• PhD, Mechanical Engineering
  Texas Tech University, 2015
• BS, Mechanical Engineering
  West Texas A&M University, 2012

• Assistant Professor of Mechanical and Aerospace Engineering
  University of Colorado Colorado Springs
• NRC Postdoctoral Research Associate
  United States Air Force Academy
• Graduate Teaching and Research Assistant
  Texas Tech University

Additive manufacturing is an impactful tool in order to tailor materials to sensitive applications. Popular methods in rapid prototyping include extrusion, injection molding and 3D printing by fused-deposition modeling (FDM). Understanding how surface chemistry and solid particulate morphology affect flow properties in molten polymers is crucial in order to optimize these melt-processing techniques. This knowledge will help to better predict material needs and melt-processing parameters toward additive manufacturing of advanced composites including solid structure energetic materials.

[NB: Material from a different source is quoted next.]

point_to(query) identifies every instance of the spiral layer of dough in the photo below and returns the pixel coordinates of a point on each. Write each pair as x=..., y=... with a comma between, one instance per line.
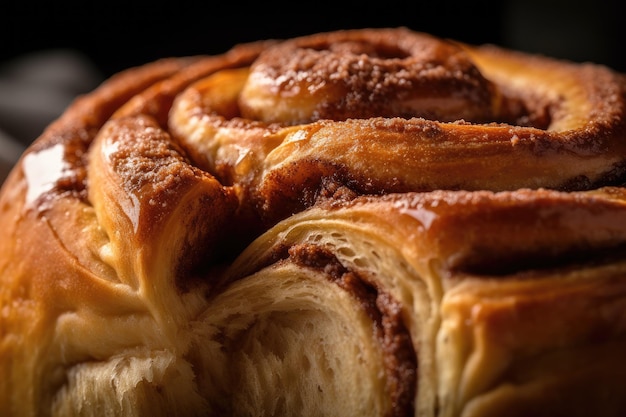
x=365, y=222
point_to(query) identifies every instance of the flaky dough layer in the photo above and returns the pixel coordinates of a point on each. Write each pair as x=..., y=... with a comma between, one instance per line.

Many current energetic formulations are used in loose powder form which creates many application specific limitations. Employing this manufacturing technique will give these formulations structural integrity which will allow them to be handled more easily and precisely. This understanding will resolve issues in systems where space is very limited and energetic components need to perform consistently. There are also many safety concerns when handling these highly reactive mixtures due to their high surface area. Many energetic mixtures are sensitive to electrostatic discharge which makes storage hazardous. Transforming these mixtures into a condensed part will not only improve ease of handling, but better protect the handler from unintentional ignition.